Robert n'était pas qu'un aimable savant cosinus : Sur le plan scientifique, Robert était un puits de savoir. Son sens pratique lui permettait de mettre au point et de conduire tout un tas d'expériences, sans jamais se mettre en avant ni se prendre au sérieux. Ses nombreux élèves gardent de lui un souvenir lumineux.

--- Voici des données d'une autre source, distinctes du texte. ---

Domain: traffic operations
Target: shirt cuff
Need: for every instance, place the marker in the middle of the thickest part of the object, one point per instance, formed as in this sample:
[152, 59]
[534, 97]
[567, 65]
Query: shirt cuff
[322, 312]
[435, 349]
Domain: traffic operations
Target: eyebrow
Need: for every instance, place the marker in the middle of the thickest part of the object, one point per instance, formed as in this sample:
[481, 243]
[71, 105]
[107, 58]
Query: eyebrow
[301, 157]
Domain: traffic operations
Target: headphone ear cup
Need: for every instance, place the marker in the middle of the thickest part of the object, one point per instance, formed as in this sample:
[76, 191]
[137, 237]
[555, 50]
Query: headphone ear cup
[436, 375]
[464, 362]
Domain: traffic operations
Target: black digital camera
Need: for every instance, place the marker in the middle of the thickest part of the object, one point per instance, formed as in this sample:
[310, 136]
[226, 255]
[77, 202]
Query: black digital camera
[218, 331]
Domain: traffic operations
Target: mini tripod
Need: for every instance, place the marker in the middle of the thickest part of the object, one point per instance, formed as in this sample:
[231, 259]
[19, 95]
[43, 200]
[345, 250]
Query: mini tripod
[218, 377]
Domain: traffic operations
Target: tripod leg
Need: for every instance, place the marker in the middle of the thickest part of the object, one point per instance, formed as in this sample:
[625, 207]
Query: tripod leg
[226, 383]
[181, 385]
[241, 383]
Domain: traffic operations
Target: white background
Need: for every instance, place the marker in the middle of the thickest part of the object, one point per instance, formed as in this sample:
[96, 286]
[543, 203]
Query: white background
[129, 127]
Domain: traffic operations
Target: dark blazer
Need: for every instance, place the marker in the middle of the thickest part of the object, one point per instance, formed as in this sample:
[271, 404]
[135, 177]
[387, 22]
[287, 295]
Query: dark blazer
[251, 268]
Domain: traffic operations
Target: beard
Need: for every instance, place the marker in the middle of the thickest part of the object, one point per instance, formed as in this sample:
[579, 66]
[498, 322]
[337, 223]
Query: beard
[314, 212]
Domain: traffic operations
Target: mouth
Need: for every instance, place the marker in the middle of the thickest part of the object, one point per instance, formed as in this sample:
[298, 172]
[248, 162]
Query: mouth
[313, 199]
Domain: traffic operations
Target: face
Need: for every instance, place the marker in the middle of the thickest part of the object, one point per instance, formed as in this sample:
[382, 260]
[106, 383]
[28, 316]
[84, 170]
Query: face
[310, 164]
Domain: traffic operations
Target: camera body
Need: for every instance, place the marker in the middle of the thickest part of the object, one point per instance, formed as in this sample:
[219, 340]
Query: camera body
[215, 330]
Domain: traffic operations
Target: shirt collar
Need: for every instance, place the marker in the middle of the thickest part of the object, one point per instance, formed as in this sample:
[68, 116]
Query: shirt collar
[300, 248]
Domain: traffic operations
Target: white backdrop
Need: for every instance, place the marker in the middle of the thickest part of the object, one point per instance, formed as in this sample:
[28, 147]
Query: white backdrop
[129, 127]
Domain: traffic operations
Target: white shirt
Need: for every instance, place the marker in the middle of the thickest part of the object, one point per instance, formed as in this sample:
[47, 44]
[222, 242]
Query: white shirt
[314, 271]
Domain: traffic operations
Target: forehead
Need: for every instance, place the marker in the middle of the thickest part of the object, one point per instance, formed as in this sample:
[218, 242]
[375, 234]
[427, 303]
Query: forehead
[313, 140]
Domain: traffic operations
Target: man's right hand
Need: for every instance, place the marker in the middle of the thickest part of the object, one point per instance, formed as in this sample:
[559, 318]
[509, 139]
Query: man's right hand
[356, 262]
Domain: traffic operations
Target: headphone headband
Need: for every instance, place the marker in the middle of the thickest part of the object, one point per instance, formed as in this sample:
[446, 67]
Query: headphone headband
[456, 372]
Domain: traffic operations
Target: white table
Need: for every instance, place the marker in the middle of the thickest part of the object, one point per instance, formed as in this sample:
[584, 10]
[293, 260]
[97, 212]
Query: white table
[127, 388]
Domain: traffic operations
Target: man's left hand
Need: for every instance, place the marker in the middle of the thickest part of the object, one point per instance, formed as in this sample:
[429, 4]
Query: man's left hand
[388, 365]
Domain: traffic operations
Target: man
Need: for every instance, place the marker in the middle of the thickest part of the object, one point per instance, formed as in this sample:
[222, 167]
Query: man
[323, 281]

Ses compétences de montagnard étaient unanimement reconnues. Il a arpenté les Pyrénées dans tous les sens. Pour son quatre vingtième anniversaire, le Néouvieille à ski était au programme. Pendant les vacances, quand il était à Chamonix, il faisait de nombreuses courses en montagne et toujours de bon niveau avec Jean Régis ( le royaliste qui avait porté le drapeau tricolore au sommet de l'aiguille Viallat ). Son sens de l'itinéraire leur a souvent évité des mésaventures.

Je ne l'ai jamais entendu se plaindre ; que ce soit de l'inconfort d'un relai ou d'un bivouac ; des mesquineries qu'il a longtemps subi à la fac ou même de la perte d'Hélène, sa fille unique. Il avait fait sienne la maxime d' Epictète : « Supporte et abstiens toi ».

En tant qu'ancien élève et compagnon de course, je veux te dire : merci Robert pour tout ce que tu as fait autant pour la science que pour tous tes amis ou ta famille.